Budgets play a significant role in real-world sequential auction markets such as those implemented by Internet companies. To maximize the value provided to auction participants, spending is smoothed across auctions so budgets are used for the best opportunities. Motivated by pacing mechanisms used in practice by online ad auction platforms, we discus smoothing procedures that ensure that campaign daily budgets are consistent with maximum bids. Reinterpreting this process as a game between bidders, we introduce the notion of pacing equilibrium, and study properties such as existence, uniqueness, complexity and efficiency, both for the case of second and first price auctions. In addition, we connect these equilibria to more general notions of market equilibria, and study how compact representations of a market lead to more efficient approaches to compute approximate equilibria.

Bio: I’m a Co-Director of Facebook Core Data Science. Our work leverages innovative research to drive impact to the products, infrastructure and processes at Facebook. We draw from a rich and diverse set of backgrounds including Operations, Statistics, Economics, Mechanism Design, Machine Learning, Experimentation, Algorithms, and Computational Social Science (in no particular order). Between 2014 and 2017, I supported the Business and Operations team, which is one the areas of focus of Core Data Science. Prior to Facebook, I was an Associate Professor at the Decision, Risk and Operations Division of Columbia Business School and at the Business School of Universidad Torcuato Di Tella. I received a Ph.D. degree from the Operations Research Center of the Massachusetts Institute of Technology.

 

Itai Ashlagi (Stanford University): Clearing matching markets efficiently: informative signals and match recommendations

We will study congestion in two-sided matching markets with private preferences. We measure congestion by the number of bits of information that agents must (i) learn about their own preferences, and (ii) communicate with others before obtaining their final match. Previous results by Segal (2007) and Gonczarowski et al. (2015) suggest that a high level of congestion is inevitable under arbitrary preferences before the market can clear with a stable matching. We show that when the unobservable component of agent preferences satisfies certain natural assumptions, it is possible to recommend potential matches and encourage informative signals such that the market reaches a stable matching with a low level of congestion. This is desirable because the communication overhead is minimized while agents have negligible incentives to leave the marketplace or to look beyond the set of recommended partners. The main idea is to only recommend partners with whom the agent has a non-negligible chance of both liking and being liked by. The recommendations are based both on the observable component of preferences, and on the signals sent by agents on the other side that indicate interest.

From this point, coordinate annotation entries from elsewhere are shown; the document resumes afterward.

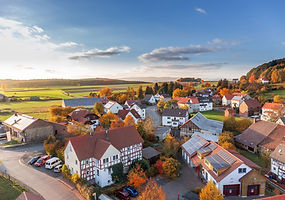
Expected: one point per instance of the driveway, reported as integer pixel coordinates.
(155, 116)
(50, 188)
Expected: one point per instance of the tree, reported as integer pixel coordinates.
(277, 99)
(211, 192)
(118, 172)
(98, 108)
(140, 92)
(105, 92)
(170, 167)
(137, 176)
(152, 191)
(106, 119)
(129, 121)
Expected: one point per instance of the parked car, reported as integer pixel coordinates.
(33, 160)
(51, 163)
(131, 190)
(122, 195)
(42, 160)
(57, 169)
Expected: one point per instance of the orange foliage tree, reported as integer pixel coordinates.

Bio: Itai Ashlagi is an Associate Professor of Management Science and Engineering at Stanford University. He is interested in mechanism and market design, matching, and game theory and have contributed to the design of several kidney exchange platforms. He is the recipient of the NSF CAREER award and a Franz Edelman Laureate.

David C. Parkes (Harvard University): Optimal Economic Design through Deep Learning

Designing an auction that maximizes expected revenue is a major open problem in economics. Despite significant effort, only the single-item case is fully understood. We ask whether the tools of deep learning can be used to make progress. We show that multi-layer neural networks can learn essentially optimal auction designs for the few problems that have been solved analytically, and can be used to design auctions for poorly understood problems, including settings with multiple items and budget constraints. I will also overview applications to other problems of optimal economic design, and discuss the broader implications of this work.

Joint work with Paul Duetting (London School of Economics), Zhe Feng (Harvard University), Noah Golowich (Harvard University), Harikrishna Narasimhan (Harvard -> Google), and Sai Srivatsa (Harvard University).

Bio: David Parkes is the George F. Colony Professor of Computer Science in the Paulson School of Engineering and Applied Sciences and Co-Director of the Harvard Data Science Initiative. His research focuses on artificial intelligence, machine learning, and microeconomic theory. A Fellow of the ACM and the AAAI, Parkes served on the inaugural panel of the “Stanford 100 Year Study on Artificial Intelligence,” co-organized the 2016 OSTP Workshop on “AI for Social Good,” and served as chair of the ACM SIG on Electronic Commerce (2011–16). Parkes is recipient of the 2017 ACM/SIGAI Autonomous Agents Research Award, the NSF Career Award, the Alfred P. Sloan Fellowship, the Thouron Scholarship, and Harvard’s Roslyn Abramson Award for Teaching. Parkes has degrees from the University of Oxford and the University of Pennsylvania, serves on several international scientific advisory boards, and advises a number of start-ups.